A dignitary of Bordeaux arranged a fête and procession in these Landes on one occasion; triumphal arches were erected, hung with flowers and garlands; and the feature of the parade was a sedate platoon of these heron-like shepherds engaged for the occasion, dressed in skins, decked with white hoods and mantles, preceded by a band of music, and stalking by fours imposingly down the line of march.

II.

We are nearing the Pyrenees now, and entering the ancient and famous province of Béarn, once a noted centre of mediæval chivalry. Beam did not become part of France until almost modern times.[[13]] For seven hundred years preceding, its successive rulers held their brilliant court unfettered and unpledged. "Ours," declared its barons and prelates in assembly, "is a free country, which owes neither homage nor servitude to any one." The life of the province was its own, separated entirely from that of the kingdom. It had its own succession, its own wars and feuds, its own love of country. It has a national history in miniature. "If I have excused myself from bearing arms upon either side," said one of its rulers, replying to the royal remonstrances, "I have, as I think, good reasons for it: the wars between England and France no way concern me, for I hold my country of Béarn from God, my sword and by inheritance. I have not therefore any cause to enter into the service or incur the hatred of either of these kings."
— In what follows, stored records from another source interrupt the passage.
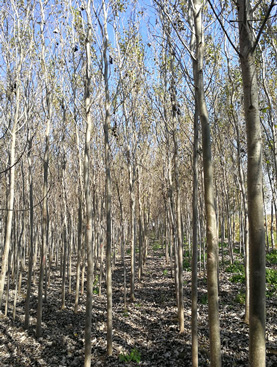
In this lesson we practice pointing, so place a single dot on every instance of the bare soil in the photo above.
(148, 327)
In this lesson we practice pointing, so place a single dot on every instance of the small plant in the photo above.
(133, 356)
(240, 298)
(238, 278)
(156, 246)
(204, 299)
(271, 280)
(186, 264)
(271, 257)
(237, 267)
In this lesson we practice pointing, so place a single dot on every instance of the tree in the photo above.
(211, 229)
(248, 44)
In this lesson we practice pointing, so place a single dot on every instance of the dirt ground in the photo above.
(148, 328)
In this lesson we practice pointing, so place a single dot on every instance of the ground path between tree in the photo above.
(148, 327)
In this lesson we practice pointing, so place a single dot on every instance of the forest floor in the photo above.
(145, 334)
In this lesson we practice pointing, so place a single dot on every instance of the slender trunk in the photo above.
(10, 205)
(108, 188)
(88, 199)
(194, 292)
(255, 195)
(211, 230)
(31, 236)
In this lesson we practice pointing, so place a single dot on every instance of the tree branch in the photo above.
(263, 25)
(223, 28)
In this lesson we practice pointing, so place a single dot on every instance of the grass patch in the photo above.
(240, 298)
(271, 282)
(204, 299)
(156, 246)
(133, 356)
(271, 257)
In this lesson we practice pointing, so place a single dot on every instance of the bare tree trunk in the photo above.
(194, 292)
(45, 187)
(212, 241)
(88, 199)
(108, 187)
(31, 236)
(255, 187)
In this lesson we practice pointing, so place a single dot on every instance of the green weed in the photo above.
(204, 299)
(240, 298)
(271, 280)
(271, 257)
(156, 246)
(133, 356)
(186, 264)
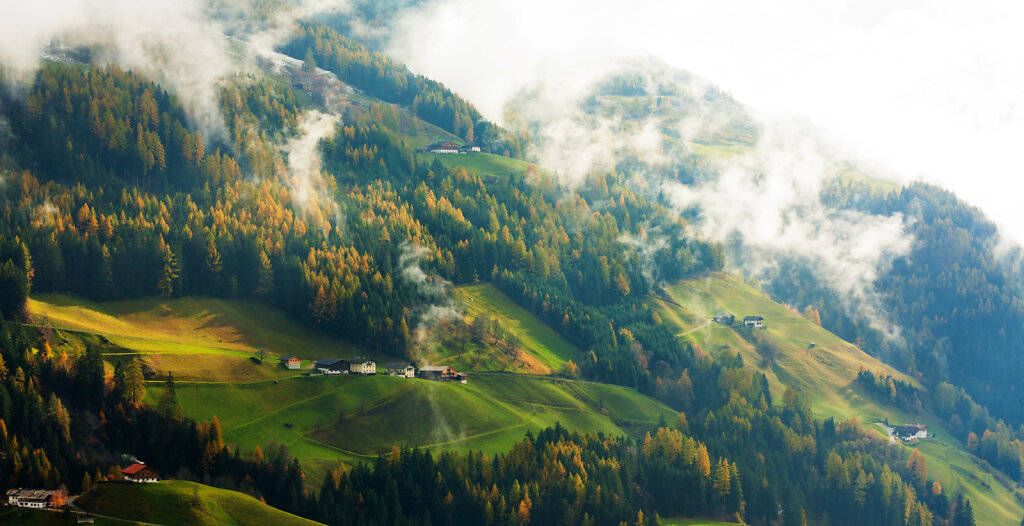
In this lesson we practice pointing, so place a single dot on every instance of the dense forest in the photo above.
(109, 192)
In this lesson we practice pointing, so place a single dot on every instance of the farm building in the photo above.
(37, 498)
(400, 368)
(446, 147)
(910, 432)
(724, 318)
(140, 473)
(363, 366)
(332, 365)
(441, 374)
(292, 362)
(754, 321)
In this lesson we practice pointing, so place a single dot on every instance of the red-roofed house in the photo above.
(292, 362)
(140, 473)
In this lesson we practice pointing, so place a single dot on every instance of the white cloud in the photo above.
(931, 90)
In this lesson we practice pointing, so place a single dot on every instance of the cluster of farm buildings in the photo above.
(56, 498)
(451, 148)
(726, 319)
(365, 367)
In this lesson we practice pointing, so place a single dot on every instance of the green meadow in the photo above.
(181, 502)
(826, 373)
(327, 420)
(541, 349)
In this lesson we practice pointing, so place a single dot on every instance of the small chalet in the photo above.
(292, 362)
(754, 321)
(363, 366)
(140, 473)
(37, 498)
(400, 368)
(910, 432)
(446, 147)
(441, 374)
(332, 366)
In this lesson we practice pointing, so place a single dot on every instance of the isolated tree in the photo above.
(264, 280)
(213, 257)
(309, 62)
(168, 271)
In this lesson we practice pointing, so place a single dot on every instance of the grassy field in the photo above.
(541, 349)
(198, 339)
(174, 502)
(327, 420)
(826, 374)
(23, 517)
(479, 163)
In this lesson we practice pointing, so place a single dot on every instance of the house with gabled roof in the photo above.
(292, 362)
(140, 473)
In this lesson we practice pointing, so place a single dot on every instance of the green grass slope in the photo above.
(174, 502)
(24, 517)
(480, 163)
(541, 350)
(197, 339)
(826, 374)
(328, 420)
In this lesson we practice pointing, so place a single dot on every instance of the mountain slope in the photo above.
(826, 374)
(180, 502)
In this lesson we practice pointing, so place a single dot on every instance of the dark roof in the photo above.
(446, 145)
(136, 468)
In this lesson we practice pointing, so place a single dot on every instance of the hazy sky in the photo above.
(931, 90)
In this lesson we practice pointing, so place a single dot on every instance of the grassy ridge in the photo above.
(479, 163)
(826, 374)
(543, 350)
(327, 420)
(174, 502)
(203, 322)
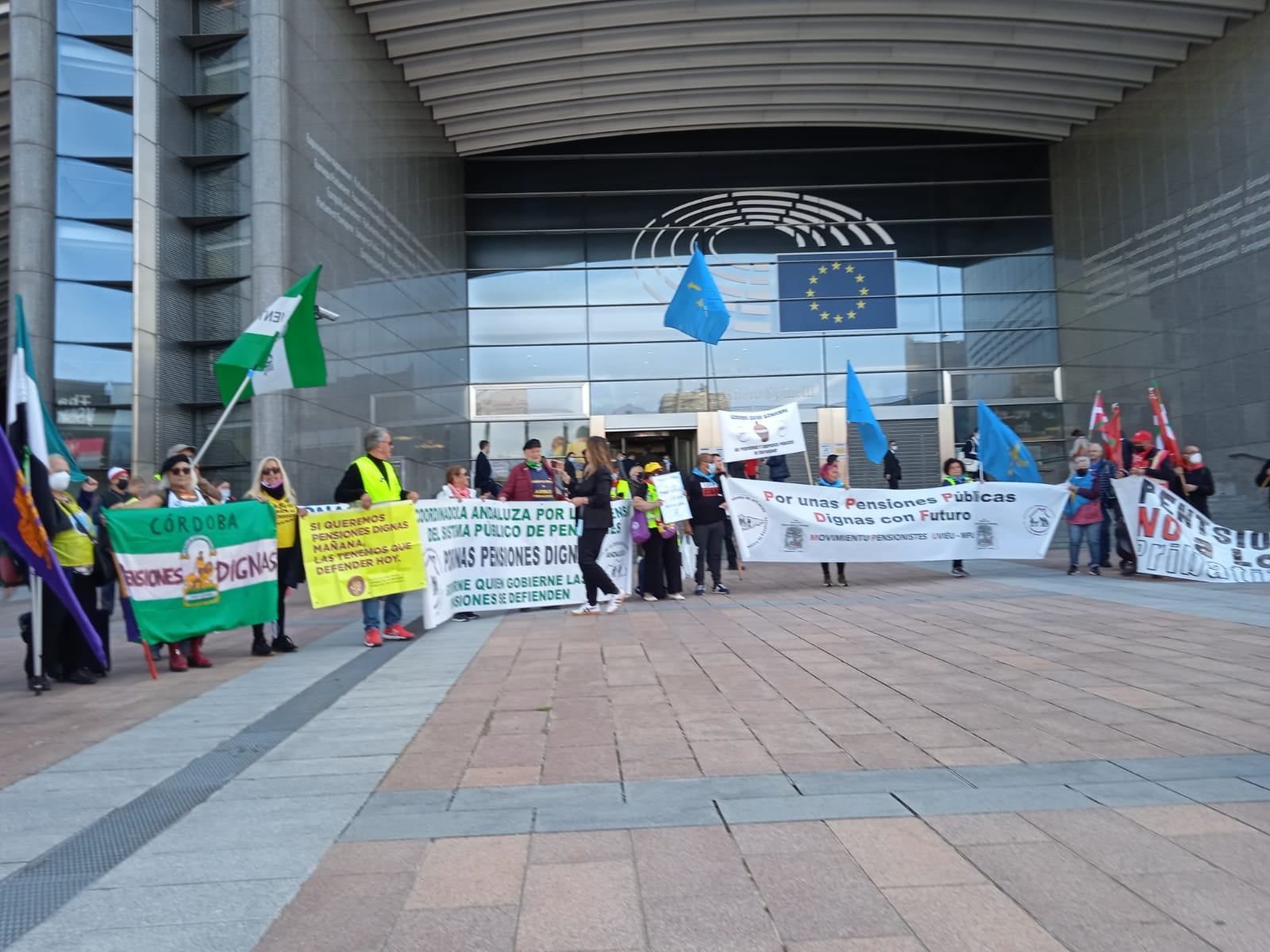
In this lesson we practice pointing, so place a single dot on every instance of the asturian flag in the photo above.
(281, 348)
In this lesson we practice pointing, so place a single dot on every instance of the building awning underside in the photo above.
(507, 74)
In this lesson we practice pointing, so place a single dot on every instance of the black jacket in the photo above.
(598, 512)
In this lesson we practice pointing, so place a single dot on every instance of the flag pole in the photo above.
(238, 393)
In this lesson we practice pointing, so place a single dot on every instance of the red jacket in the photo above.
(520, 488)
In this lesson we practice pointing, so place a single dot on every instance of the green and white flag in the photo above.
(190, 571)
(281, 348)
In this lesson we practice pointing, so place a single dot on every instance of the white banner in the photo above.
(761, 435)
(778, 522)
(1174, 539)
(672, 497)
(495, 556)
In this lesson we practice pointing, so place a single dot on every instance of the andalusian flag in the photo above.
(194, 570)
(281, 347)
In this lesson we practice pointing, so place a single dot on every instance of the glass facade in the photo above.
(93, 260)
(573, 258)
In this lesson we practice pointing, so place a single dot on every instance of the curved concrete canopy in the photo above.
(506, 74)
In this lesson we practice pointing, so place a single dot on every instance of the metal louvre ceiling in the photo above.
(507, 74)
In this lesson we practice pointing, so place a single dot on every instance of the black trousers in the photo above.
(588, 562)
(664, 568)
(710, 539)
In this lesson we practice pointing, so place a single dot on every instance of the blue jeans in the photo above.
(391, 611)
(1083, 533)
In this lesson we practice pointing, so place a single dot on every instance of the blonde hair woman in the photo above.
(591, 495)
(273, 488)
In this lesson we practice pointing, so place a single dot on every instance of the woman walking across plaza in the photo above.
(591, 495)
(273, 488)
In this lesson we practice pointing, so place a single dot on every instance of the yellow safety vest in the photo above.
(379, 486)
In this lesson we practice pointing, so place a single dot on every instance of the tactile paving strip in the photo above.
(35, 892)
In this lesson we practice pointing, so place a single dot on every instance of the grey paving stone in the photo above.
(1176, 768)
(706, 789)
(994, 800)
(1130, 793)
(468, 823)
(876, 781)
(626, 816)
(1218, 790)
(837, 806)
(1070, 772)
(579, 797)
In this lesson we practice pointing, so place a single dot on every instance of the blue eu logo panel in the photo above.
(837, 291)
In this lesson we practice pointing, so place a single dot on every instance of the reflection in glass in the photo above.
(649, 397)
(93, 131)
(88, 69)
(647, 361)
(95, 18)
(87, 314)
(527, 365)
(93, 190)
(93, 251)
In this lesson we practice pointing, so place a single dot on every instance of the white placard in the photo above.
(779, 522)
(1175, 539)
(761, 435)
(672, 497)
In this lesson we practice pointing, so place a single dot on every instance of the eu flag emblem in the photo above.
(837, 291)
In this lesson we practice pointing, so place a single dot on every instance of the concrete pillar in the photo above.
(33, 171)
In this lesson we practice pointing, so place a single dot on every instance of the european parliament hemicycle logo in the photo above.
(837, 274)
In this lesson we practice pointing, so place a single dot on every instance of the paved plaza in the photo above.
(1016, 761)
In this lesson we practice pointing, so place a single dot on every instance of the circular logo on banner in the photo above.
(1038, 520)
(752, 520)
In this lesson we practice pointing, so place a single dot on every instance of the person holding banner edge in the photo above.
(371, 479)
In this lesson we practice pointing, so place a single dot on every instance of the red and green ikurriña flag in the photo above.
(192, 571)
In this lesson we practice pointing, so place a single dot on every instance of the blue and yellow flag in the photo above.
(698, 308)
(1001, 454)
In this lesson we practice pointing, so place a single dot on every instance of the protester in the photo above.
(1104, 471)
(891, 467)
(533, 480)
(709, 520)
(67, 654)
(956, 475)
(484, 473)
(459, 486)
(829, 478)
(273, 488)
(591, 495)
(182, 489)
(1083, 513)
(1197, 480)
(371, 479)
(664, 570)
(969, 457)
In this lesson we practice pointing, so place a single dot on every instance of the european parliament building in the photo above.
(1022, 203)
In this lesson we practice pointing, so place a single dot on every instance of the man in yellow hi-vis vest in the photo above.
(368, 480)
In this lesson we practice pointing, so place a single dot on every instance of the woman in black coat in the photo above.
(591, 494)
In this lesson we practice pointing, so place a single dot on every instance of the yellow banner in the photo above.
(357, 554)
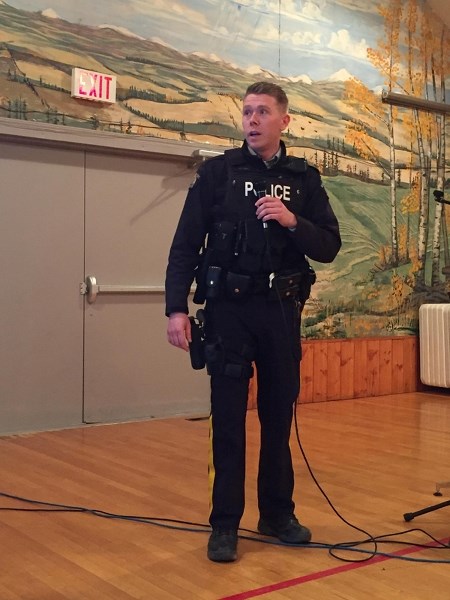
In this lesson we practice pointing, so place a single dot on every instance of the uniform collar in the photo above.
(272, 161)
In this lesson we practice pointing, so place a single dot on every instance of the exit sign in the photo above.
(93, 86)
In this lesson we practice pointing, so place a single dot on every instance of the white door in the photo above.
(130, 370)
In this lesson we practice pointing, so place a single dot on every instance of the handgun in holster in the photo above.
(197, 346)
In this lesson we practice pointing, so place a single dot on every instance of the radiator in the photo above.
(434, 343)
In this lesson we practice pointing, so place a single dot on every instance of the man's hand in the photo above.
(179, 331)
(271, 207)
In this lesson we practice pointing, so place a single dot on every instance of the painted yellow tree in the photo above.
(386, 59)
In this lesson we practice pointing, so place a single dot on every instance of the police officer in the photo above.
(262, 212)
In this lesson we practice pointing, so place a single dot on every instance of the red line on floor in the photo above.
(282, 585)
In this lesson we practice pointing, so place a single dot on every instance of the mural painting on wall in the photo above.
(181, 74)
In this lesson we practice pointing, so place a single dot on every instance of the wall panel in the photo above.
(356, 368)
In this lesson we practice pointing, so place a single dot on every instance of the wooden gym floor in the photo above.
(375, 458)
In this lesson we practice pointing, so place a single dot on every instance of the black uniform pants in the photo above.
(267, 332)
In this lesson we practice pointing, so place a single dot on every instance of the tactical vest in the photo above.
(238, 241)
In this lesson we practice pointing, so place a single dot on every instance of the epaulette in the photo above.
(297, 165)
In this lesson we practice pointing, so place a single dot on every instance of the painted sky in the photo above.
(290, 38)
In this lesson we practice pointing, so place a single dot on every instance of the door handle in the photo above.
(91, 289)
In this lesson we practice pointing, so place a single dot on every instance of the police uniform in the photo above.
(254, 279)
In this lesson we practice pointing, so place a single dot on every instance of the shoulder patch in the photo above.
(196, 179)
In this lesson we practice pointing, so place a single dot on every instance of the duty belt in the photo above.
(221, 283)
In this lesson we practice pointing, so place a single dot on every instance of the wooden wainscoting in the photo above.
(356, 368)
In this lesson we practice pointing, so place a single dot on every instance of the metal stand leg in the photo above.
(423, 511)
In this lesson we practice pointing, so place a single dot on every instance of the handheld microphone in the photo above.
(260, 191)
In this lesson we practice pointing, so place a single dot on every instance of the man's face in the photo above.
(263, 120)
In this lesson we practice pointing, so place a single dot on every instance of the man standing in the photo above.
(262, 212)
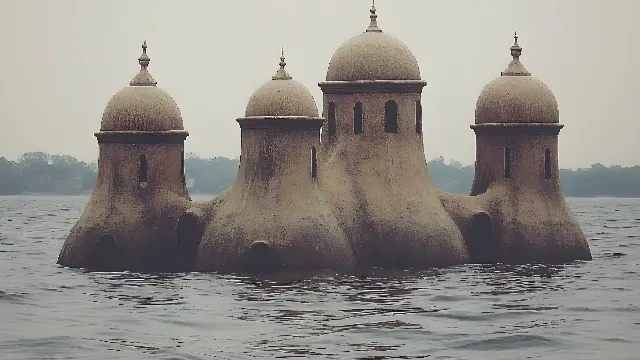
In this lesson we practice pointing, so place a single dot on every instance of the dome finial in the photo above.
(144, 58)
(281, 74)
(143, 78)
(373, 25)
(516, 50)
(515, 68)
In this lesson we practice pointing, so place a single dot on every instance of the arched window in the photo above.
(182, 177)
(104, 256)
(507, 162)
(188, 236)
(547, 163)
(418, 117)
(391, 117)
(331, 121)
(142, 170)
(357, 118)
(314, 163)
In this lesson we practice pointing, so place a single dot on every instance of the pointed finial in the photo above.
(373, 25)
(143, 78)
(515, 68)
(144, 58)
(281, 74)
(516, 50)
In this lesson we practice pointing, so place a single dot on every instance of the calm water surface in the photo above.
(578, 311)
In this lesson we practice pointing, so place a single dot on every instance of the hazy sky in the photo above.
(61, 61)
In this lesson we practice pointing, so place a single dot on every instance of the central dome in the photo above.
(373, 55)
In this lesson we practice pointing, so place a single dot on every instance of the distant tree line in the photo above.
(38, 172)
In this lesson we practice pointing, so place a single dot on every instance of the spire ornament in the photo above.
(515, 68)
(143, 78)
(282, 74)
(373, 25)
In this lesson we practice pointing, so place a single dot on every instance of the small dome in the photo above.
(281, 96)
(516, 97)
(142, 106)
(373, 55)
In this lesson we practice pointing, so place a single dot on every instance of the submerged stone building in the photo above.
(517, 212)
(130, 220)
(274, 215)
(348, 189)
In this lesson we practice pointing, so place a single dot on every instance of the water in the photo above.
(578, 311)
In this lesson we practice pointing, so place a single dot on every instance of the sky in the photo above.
(61, 61)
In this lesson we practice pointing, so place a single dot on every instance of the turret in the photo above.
(273, 217)
(130, 220)
(526, 217)
(517, 127)
(373, 168)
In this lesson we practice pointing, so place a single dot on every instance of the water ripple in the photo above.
(585, 310)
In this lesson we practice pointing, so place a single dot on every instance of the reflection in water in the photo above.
(140, 289)
(504, 279)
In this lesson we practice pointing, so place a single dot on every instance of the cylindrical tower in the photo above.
(373, 168)
(517, 127)
(129, 221)
(273, 216)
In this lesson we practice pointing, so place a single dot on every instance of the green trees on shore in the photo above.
(38, 172)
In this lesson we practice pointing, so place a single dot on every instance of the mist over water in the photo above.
(577, 311)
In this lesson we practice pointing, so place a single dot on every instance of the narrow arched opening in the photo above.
(482, 245)
(142, 170)
(547, 163)
(188, 236)
(314, 163)
(105, 254)
(182, 175)
(331, 121)
(507, 162)
(357, 118)
(391, 117)
(418, 117)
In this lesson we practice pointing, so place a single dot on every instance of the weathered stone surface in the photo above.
(517, 212)
(361, 197)
(141, 221)
(377, 184)
(274, 215)
(130, 220)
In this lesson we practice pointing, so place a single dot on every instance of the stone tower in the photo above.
(274, 216)
(517, 127)
(373, 168)
(129, 221)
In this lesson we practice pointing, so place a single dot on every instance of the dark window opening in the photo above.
(391, 117)
(482, 244)
(357, 118)
(507, 162)
(188, 236)
(547, 163)
(142, 170)
(314, 162)
(331, 122)
(182, 177)
(418, 117)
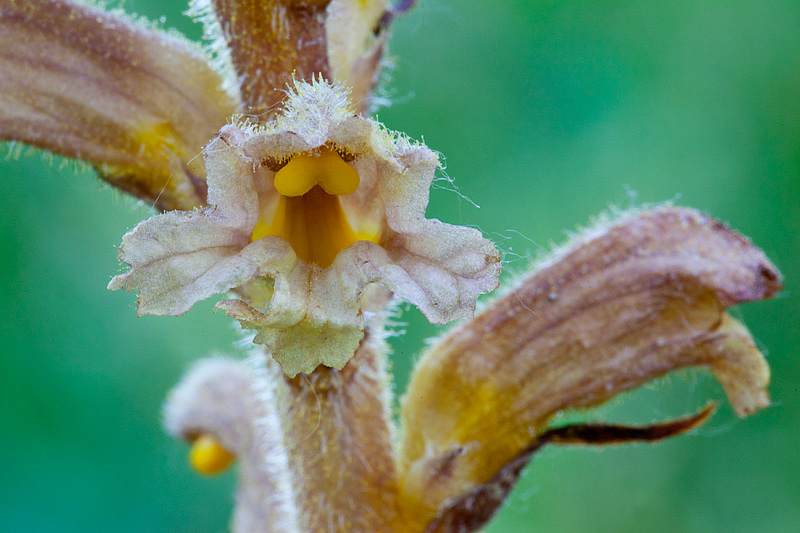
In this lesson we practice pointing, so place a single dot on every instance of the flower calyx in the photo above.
(304, 212)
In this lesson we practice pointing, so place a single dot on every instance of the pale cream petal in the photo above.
(623, 304)
(138, 103)
(180, 258)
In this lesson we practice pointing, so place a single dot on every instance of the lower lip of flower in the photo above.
(308, 214)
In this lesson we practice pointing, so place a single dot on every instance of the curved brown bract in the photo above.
(623, 304)
(137, 103)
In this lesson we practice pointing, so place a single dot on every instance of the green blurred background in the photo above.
(547, 112)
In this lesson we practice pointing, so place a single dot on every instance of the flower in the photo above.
(305, 211)
(625, 302)
(310, 213)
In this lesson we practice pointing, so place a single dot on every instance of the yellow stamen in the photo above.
(207, 456)
(325, 168)
(308, 215)
(314, 225)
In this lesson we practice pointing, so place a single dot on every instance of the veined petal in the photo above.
(179, 258)
(307, 314)
(137, 103)
(624, 304)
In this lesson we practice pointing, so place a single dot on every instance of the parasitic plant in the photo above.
(311, 216)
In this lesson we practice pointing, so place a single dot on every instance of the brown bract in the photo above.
(623, 304)
(272, 42)
(140, 103)
(137, 103)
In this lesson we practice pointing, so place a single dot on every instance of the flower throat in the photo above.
(309, 215)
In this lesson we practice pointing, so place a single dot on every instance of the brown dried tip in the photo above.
(475, 509)
(623, 304)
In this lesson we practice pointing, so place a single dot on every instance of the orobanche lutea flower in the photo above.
(305, 211)
(312, 216)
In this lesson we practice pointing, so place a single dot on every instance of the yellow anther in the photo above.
(325, 168)
(207, 456)
(314, 225)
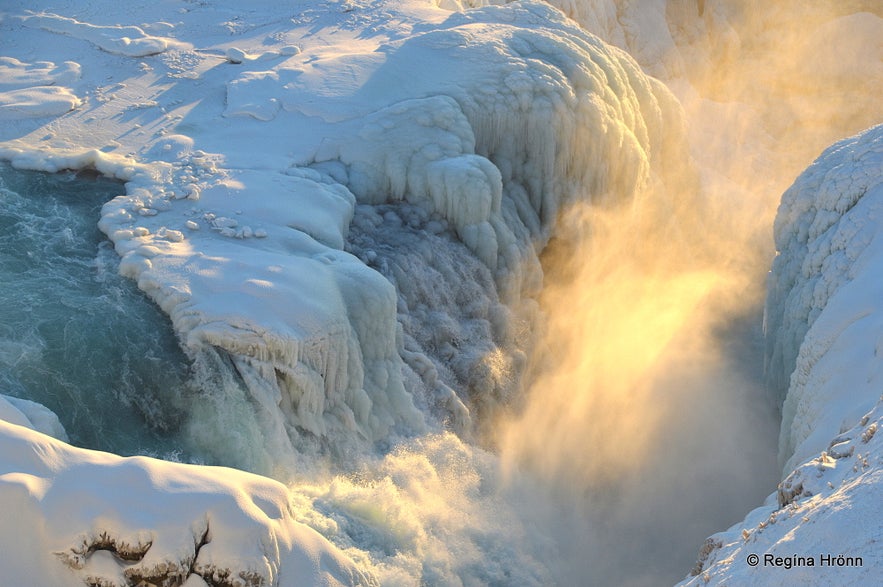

There is a pleasant old legend which touches the true note of Béarn. Toward the year 1200, three of its rulers, in turn misgoverning, were in turn deposed by the barons. The heirs next in line were the infant twins of one William de Moncade. "It was agreed," as Miss Costello relates it; "that one of these should fill the vacant seat of sovereignty of Béarn, and two of the prudhommes were deputed to visit their father with the proposition. On their arrival at his castle, the sages found the children asleep, and observed with attention their infant demeanor. Both were beautiful, strong and healthy; and it was a difficult matter to make an election between two such attractive and innocent creatures. They were extremely alike, and neither could be pronounced superior to the other; the prudhommes were strangely puzzled, for they had been so often deceived that they felt it to be most important that they should not err this time. As they hung in admiration over the sleeping babes, one of them remarked a circumstance that at once decided their preference and put an end to their vacillation: one of the little heroes held his hand tightly closed; the tiny, mottled palm of the other was wide open as it lay upon his snowy breast. 'He will be a liberal and bold knight,' said one of the Béarnais, 'and will best suit us as a head.' This infant was accordingly chosen, given up by his parents to the wise men, and carried off in triumph to be educated among his future subjects. The event proved their sagacity, and the object of their choice lived to give them good laws and prosperity."

III.

The past of Béarn, like an ellipse, curves around two foci. One is the town of Orthez,[[14]] the other, the later city of Pau. The hero, the central figure, of one is Gaston Phoebus, Count of Foix; that of the other, Henry of Navarre.

These are the two great names of Béarn. Each lights up a distinctive epoch,—Gaston, the fourteenth century, Henry, the sixteenth.


In two hours after leaving Bayonne, the train has come to Orthez. There is little splendor in the old town as one views it to-day; yet in Gaston's time it was the capital of Béarn, successor of the yet older Morlaäs, and a centre for knights and squires and men-at-arms, a magnet for pilgrims and noble visitors from other countries, attracted by its fame. There were jousts, tourneys, hunts, banquets. The now broken walls of the old Castle of Moncade on the hill have sheltered more glittering merrymakings than those of Kenilworth or Fuenterrabia. But decay never surrenders an advantage once gained; the castle is dying now; dull modern commonplace has enfolded the once bright town below; and this Orthez is to-day at best but a lounging-place for the pessimist. We shall love better Pau, its rival and successor, still buoyant and prospering, rising not falling. "Good men study and wise men describe," avers Ruskin, in a more than half-truth, "only the growth and standing of things,—not their decay. Dissolution and putrescence are alike common and unclean ... in State or organism."

For all that, Orthez and its traditions are too significant to hasten by. Nowhere is the picture of mediæval life more strongly illuminated; in no spot shall we more fitly pause to summon back the inner past of the Pyrenees we are approaching. But we would linger over it only as it was in its best days, and leave to others the drearier story of its decadence.